= Doudou Ndoye =

Senegalese lawyer and politician

Doudou Ndoye (born August 4, 1944) is a Senegalese lawyer and politician who served in the government of Senegal as Minister of Justice from 1983 to 1986. He is the Secretary-General of the Union for the Republic (UPR), a political party he founded in 2000, and was a candidate in the 2007 presidential election.

==Biography==
Ndoye was born in Dakar. He was a founding member of the Senegalese Democratic Party (PDS), but on December 31, 1981 he resigned from the PDS, in which he had held the position of National Secretary in charge of relations with the party's internal organs, and joined the ruling Socialist Party (PS). As a member of the Socialist Party, he became Administrative Secretary to the Political Bureau before serving in the government as Minister of Justice under President Abdou Diouf from April 8, 1983 to January 2, 1986.

He has published several books on legal matters.

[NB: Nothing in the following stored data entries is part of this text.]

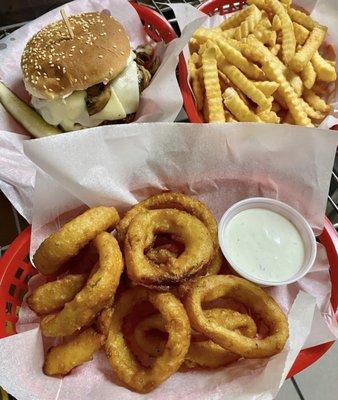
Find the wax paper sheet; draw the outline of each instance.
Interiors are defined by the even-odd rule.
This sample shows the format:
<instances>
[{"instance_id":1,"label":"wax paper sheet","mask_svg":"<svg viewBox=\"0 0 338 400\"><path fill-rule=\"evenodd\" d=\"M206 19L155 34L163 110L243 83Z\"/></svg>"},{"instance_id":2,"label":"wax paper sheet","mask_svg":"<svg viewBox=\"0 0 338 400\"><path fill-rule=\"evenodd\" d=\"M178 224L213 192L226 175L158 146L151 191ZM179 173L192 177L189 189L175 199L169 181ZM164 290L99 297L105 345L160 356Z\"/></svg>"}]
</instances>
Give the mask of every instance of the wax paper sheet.
<instances>
[{"instance_id":1,"label":"wax paper sheet","mask_svg":"<svg viewBox=\"0 0 338 400\"><path fill-rule=\"evenodd\" d=\"M276 198L298 209L319 232L337 143L338 134L314 128L210 124L205 129L169 123L105 126L25 140L24 152L38 168L31 252L84 206L113 205L122 214L163 190L196 196L217 219L243 198ZM39 283L37 276L30 286ZM318 245L306 277L269 291L289 313L291 335L282 353L217 371L180 372L147 398L273 399L301 348L337 336L325 249ZM0 385L18 400L142 397L119 386L102 351L63 379L44 376L43 352L50 342L42 340L37 318L25 303L18 330L22 333L0 341ZM20 360L20 380L14 378L13 360Z\"/></svg>"},{"instance_id":2,"label":"wax paper sheet","mask_svg":"<svg viewBox=\"0 0 338 400\"><path fill-rule=\"evenodd\" d=\"M335 55L338 54L338 12L337 12L337 0L297 0L293 2L293 5L296 7L303 8L310 12L313 19L319 22L322 25L328 27L328 34L324 45L322 46L322 50L324 54L328 54L328 50L326 49L326 45L332 45L333 52ZM189 4L172 4L172 9L175 12L178 25L180 29L184 29L187 24L189 24L194 19L203 16L202 12L199 12L194 7L191 7ZM208 18L204 21L203 26L205 27L214 27L219 25L224 18L229 17L231 14L227 15L219 15L215 14L213 16L208 16ZM189 49L188 46L184 48L184 56L186 59L189 58ZM332 56L332 53L331 53ZM338 68L338 67L336 67ZM328 104L331 104L332 110L330 115L328 115L320 124L320 128L329 129L332 126L338 124L338 83L332 89L332 93L326 97L326 101Z\"/></svg>"}]
</instances>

He is the founder and publishing manager of African Legal Editions, as well as the founder of EDJA. Since 1983, he has been affiliated with the Institut international de droit d’expression et d’inspiration françaises and Lawyers Without Borders (Avocats sans frontiere).

In the February 2007 presidential election, Ndoye placed 12th out of 15 candidates with 0.29% of the vote.